Agonista in gioventù è stato anche il poeta Valerio Magrelli, che degli allenamenti per le gare ricorda durezza e durata: «Erano prove faticose, lunghissime. Per venirne a capo dovevo darmi un termine. Io avevo escogitato un sistema di codici alfabetici. Giochi di parole e lettere in cui magari era cifrato il nome di una ragazza». Interessante, detto da un maestro di rime e ritmi. «Ecco, darsi un ritmo, tenere il tempo è indispensabile per non perdersi dentro l’effetto ipnotico del nuoto. So di atleti che perdendo il conto delle vasche hanno perso la gara».

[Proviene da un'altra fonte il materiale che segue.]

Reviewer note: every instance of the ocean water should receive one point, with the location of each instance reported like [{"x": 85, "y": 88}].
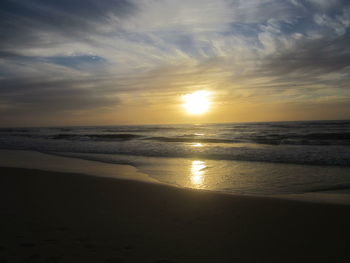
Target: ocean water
[{"x": 247, "y": 158}]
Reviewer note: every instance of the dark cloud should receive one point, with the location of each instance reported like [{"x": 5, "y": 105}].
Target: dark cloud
[
  {"x": 24, "y": 23},
  {"x": 309, "y": 60}
]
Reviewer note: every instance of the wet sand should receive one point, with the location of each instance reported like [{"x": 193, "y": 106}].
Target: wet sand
[{"x": 63, "y": 217}]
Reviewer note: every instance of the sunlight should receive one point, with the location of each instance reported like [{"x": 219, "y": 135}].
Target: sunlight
[
  {"x": 197, "y": 102},
  {"x": 197, "y": 145},
  {"x": 197, "y": 172}
]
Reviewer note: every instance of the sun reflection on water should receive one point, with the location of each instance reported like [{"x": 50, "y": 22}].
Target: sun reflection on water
[
  {"x": 197, "y": 145},
  {"x": 197, "y": 173}
]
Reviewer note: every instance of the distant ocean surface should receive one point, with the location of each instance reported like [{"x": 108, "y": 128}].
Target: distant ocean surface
[{"x": 250, "y": 158}]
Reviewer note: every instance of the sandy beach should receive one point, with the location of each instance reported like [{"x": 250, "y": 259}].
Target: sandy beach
[{"x": 65, "y": 217}]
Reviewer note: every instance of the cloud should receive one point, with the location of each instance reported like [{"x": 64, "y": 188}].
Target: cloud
[{"x": 59, "y": 56}]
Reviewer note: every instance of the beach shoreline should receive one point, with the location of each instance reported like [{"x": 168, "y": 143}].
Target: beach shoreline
[{"x": 65, "y": 217}]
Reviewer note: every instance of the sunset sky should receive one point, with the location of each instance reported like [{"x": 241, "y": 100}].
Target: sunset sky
[{"x": 94, "y": 62}]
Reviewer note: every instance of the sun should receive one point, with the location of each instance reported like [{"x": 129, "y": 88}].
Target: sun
[{"x": 197, "y": 102}]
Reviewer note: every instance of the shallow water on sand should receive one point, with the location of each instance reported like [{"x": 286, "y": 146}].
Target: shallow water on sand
[{"x": 249, "y": 158}]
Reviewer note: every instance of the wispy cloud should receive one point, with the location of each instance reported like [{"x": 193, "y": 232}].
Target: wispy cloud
[{"x": 103, "y": 56}]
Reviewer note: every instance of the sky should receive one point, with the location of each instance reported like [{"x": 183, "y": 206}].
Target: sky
[{"x": 94, "y": 62}]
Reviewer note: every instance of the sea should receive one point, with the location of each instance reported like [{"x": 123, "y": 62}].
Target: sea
[{"x": 263, "y": 158}]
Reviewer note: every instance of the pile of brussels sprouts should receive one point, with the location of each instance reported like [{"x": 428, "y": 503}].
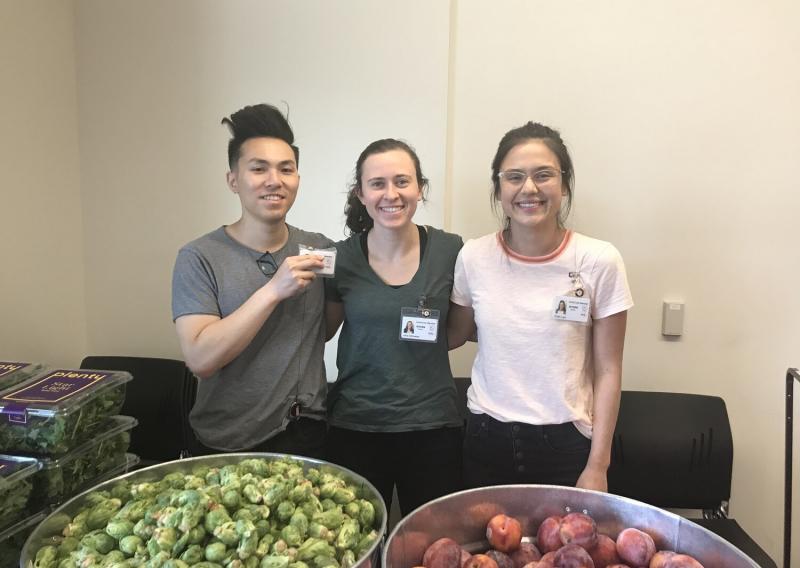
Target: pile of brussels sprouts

Nuota alternando serie di 12 vasche a stile e 10 a dorso fino a un traguardo di 2 km e mezzo, Mauro Covacich, lo scrittore triestino che per i più è un maratoneta. Facendo girare «il sistema del corpo che pensa», come genialmente l’ha definito, ha prodotto il suo strepitoso A perdifiato. Gira però da un pezzo tra gli amici nuotatori il ritaglio dell’articolo che scrisse sulla prima pagina della Gazzetta dello sport ai tempi dei mondiali di Melbourne, Noi, nuotatori della pausa pranzo: quelli che non si siedono a tavola, fanno il pieno di endorfine e rientrano in ufficio sazi, freschi e belli, con i riccioli umidi e i cerchi da panda degli occhialini sugli occhi. Nel romanzo dell’estate scorsa, Prima di sparire (Einaudi), ci sono accenni al nuoto: scelto in alternativa alla corsa dall’atleta afflitto da un’ernia al disco. «Già - dice - con quel mal di schiena era impossibile correre: ho dovuto entrare in acqua. Con effetto di claustrofobia. Per il sistema del corpo che pensa, in piscina cambiano le variabili. La corsa mette in relazione corpo, mente e ambiente. Mentre nuoti non ”senti” che te stesso». Ma si può nuotare all’aperto: basta andare al mare. Nel reportage L’altro Adriatico (in «Nuovi argomenti») scrive di un mare aperto «come sa esserlo solo lui». « vero, ma quella traversata la feci in barca. Per il nuoto in mare ho una congenita codardia. Il profondo blu m’impanica. Sarà perché si perde il controllo mentale di sé che in piscina crea l’effetto mantra e favorisce l’autoconoscenza. Chi non lo capisce, vuol dire che l’acqua non gli parla».
Ma la compagnia sommersa dei nuotatori è più vasta di quanto si creda. La frequenta nei cinque continenti l’architetto olandese Rem Koolhaas, che non si muove da Amsterdam e New York se non ha la garanzia di trovare una vasca per nuotare un paio d’ore al giorno. Predilige gli impianti comunali. «In una settimana ho provato a nuotare a Lagos, a Milano, in Svizzera, a Rotterdam, Londra, L.A., Las Vegas», ha raccontato. «E ho visto sette culture, sette tipologie del corpo, sette stili di movimento, sette concezioni del pudore, dell’igiene, dell’intimità e dell’identità». Prove di fisiognomica e ricognizioni di antropologia registrate nell’acqua. Che non lascia trasparire solo miraggi se, disse Koolhaas in un’intervista a Die Zeit, «la piscina è l’ultimo luogo dove vedo realizzata l’utopia di una società senza classi. Ci si abbandona completamente, senza vestiti o segni di status. Capisco molto di un Paese osservando come regolamenta il nuoto». In Olanda è così da un pezzo, ma di recente anche in Italia si è introdotta in certi impianti la possibilità di far nuotare in solitudine le islamiche spogliate del burqa. Chissà che il mondo globalizzato non si possa leggere, come suggerisce Koolhaas, anche Sub specie aquatica.